The Function Of Tails In Monkeys

Besides the monkey’s distinctive feature, the prehensile tail is crucial for routine life.

Here are the essential functions of tails:

Assist in Balancing/Stabilization

Tails, in monkeys, aid in balancing the body while running, moving forward, sleeping, and jumping. 

While monkeys climb over unstable branches, the tail aids in weight distribution. 

Monkey in tree eating a banana

Body Orientation 

During leaping, tails are extended, assisting in preparation for landing and orienting the monkey’s body through the air. 

A Fifth Limb

The monkey tail acts as a dexterous fifth limb. 

While hanging from their hind limb, monkeys can brace/hold their body against a surface using their tail as an extra hand. 


The prehensile tail aids monkeys in navigating the treacherous and tall canopy in search of leaves and fruits.

The Tail As a Tool

Monkeys also use their tails as tools. For instance, Cebus capucinus (white-faced capuchins) utilize their tails to soak up water from a tree hole and drink water by sucking the fur. 

White headed capuchin (cebus capucinus) adult eating leaf in tree

Final Thoughts Tailless Orangutans

Orangutans, including other great apes, are tailless primates that evolved to have an upright posture, long arms, fingers, and toes with time, eradicating the need for a tail.

Other primates, like monkeys, have tails, aiding them in precise movement and balancing. 


Do Any Humans Have Tails?

During embryonic development, human embryos possess tails (vertebrae included).
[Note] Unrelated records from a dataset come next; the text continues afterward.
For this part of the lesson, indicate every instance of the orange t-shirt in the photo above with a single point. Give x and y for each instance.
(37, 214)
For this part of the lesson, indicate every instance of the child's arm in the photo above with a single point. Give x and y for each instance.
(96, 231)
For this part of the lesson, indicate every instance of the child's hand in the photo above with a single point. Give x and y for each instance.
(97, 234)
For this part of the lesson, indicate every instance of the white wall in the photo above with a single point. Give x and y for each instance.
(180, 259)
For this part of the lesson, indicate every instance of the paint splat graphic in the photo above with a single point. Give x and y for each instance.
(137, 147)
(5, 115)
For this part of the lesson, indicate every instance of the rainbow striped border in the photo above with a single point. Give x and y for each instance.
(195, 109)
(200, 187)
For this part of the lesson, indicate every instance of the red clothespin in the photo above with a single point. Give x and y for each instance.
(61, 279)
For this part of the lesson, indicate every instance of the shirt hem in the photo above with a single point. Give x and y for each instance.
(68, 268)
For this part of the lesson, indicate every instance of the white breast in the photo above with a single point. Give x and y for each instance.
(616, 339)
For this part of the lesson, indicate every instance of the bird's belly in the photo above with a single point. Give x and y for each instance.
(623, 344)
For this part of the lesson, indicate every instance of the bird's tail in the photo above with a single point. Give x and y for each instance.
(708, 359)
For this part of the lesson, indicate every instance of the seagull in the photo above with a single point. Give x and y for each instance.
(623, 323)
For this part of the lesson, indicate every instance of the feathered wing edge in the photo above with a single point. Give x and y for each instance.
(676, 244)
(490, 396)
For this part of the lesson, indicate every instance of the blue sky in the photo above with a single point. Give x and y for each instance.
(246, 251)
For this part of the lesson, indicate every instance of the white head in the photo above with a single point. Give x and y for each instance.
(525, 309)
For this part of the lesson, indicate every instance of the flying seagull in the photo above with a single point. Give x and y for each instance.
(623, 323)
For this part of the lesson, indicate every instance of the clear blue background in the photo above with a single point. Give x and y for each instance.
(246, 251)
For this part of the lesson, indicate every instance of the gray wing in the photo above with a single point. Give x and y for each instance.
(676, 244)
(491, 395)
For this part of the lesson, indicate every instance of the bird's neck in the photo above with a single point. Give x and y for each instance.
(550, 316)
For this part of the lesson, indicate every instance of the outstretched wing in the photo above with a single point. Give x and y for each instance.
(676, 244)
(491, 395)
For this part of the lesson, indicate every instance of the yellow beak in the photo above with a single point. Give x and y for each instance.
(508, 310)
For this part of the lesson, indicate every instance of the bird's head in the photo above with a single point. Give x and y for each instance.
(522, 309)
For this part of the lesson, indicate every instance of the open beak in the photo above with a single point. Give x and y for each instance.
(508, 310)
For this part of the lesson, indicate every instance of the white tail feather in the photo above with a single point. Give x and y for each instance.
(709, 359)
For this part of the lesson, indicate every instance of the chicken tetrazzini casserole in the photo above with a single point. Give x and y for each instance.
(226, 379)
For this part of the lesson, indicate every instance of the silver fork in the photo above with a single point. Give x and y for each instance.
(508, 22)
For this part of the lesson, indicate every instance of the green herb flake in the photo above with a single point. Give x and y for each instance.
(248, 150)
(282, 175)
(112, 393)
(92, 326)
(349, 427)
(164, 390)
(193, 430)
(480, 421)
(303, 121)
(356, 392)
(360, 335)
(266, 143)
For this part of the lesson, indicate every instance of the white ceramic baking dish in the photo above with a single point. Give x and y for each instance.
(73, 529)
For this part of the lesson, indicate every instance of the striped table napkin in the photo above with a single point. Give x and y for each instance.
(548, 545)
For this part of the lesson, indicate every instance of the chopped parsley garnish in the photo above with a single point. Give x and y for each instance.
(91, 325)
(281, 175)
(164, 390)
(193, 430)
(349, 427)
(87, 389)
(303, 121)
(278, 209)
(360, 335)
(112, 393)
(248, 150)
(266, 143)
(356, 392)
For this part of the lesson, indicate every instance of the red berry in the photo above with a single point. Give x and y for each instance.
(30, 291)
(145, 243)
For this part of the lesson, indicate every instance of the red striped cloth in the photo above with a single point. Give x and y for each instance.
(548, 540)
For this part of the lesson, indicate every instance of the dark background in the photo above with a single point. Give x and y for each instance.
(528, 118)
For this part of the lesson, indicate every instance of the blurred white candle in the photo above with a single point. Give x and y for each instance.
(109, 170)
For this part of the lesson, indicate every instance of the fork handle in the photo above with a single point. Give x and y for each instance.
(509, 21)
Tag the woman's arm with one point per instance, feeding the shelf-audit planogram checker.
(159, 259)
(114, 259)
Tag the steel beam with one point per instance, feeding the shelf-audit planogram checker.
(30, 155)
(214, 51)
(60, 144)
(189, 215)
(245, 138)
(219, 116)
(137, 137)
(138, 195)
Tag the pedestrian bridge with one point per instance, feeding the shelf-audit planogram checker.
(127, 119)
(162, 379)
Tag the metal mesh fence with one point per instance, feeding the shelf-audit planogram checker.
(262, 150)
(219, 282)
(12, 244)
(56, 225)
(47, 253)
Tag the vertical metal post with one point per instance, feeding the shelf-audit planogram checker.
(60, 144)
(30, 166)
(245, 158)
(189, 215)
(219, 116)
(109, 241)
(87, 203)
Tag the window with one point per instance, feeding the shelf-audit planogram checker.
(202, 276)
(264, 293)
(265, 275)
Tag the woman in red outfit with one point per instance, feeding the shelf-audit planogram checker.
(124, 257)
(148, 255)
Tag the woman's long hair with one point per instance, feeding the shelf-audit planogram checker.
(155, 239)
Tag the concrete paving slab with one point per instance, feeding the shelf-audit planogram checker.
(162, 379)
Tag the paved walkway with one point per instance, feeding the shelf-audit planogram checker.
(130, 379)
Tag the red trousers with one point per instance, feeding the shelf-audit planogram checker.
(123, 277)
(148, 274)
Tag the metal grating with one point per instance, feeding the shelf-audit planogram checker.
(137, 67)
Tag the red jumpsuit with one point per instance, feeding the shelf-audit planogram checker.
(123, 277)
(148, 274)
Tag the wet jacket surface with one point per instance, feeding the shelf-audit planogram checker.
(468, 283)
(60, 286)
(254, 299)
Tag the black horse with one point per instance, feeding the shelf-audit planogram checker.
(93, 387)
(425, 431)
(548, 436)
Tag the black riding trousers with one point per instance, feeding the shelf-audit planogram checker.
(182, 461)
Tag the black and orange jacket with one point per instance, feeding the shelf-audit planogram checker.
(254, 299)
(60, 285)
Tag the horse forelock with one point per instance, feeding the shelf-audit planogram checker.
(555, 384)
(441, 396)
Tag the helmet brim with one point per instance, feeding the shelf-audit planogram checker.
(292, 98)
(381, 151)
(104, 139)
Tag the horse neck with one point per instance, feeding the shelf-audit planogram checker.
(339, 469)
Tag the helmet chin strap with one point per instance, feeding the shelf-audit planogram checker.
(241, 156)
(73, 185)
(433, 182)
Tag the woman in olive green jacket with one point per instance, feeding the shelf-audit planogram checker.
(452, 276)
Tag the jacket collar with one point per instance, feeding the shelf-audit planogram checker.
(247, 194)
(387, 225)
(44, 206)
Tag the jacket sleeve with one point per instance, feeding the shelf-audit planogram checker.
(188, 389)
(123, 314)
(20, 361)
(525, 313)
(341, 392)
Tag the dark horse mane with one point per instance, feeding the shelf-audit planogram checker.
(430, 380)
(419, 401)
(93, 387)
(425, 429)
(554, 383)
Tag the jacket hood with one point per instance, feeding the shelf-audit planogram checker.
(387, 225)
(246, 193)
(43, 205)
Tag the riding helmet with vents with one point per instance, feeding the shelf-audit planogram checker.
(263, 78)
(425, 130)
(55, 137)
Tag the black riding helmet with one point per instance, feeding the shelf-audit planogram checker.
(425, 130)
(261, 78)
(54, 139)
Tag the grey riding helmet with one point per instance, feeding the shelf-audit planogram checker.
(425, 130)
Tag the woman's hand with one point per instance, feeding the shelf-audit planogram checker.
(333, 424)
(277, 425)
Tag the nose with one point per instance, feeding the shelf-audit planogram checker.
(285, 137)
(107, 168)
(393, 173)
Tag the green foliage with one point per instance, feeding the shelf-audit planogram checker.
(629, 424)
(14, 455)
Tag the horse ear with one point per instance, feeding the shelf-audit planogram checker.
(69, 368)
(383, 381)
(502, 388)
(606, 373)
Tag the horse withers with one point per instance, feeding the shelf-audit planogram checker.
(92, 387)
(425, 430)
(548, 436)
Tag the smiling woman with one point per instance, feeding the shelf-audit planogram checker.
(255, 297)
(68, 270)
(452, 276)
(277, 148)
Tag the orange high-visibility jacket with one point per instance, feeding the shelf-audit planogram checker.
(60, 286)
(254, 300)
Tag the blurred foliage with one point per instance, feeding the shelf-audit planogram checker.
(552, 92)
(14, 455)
Most embryonic human tails vanish after about eight weeks through apoptosis. 

What Kind of Monkey Has No Tail?

Macaques seem to be tailless, but they do possess a vestigial tail. As Macaques have evolved, the tail has disappeared as they do not require it.

What is the Longest Tail on A Human?

Chandre Oram from west Bengal, India, possessed the longest tail, about 33 cm (1 ft 1 in) long. It was a spina bifida case, not a true tail.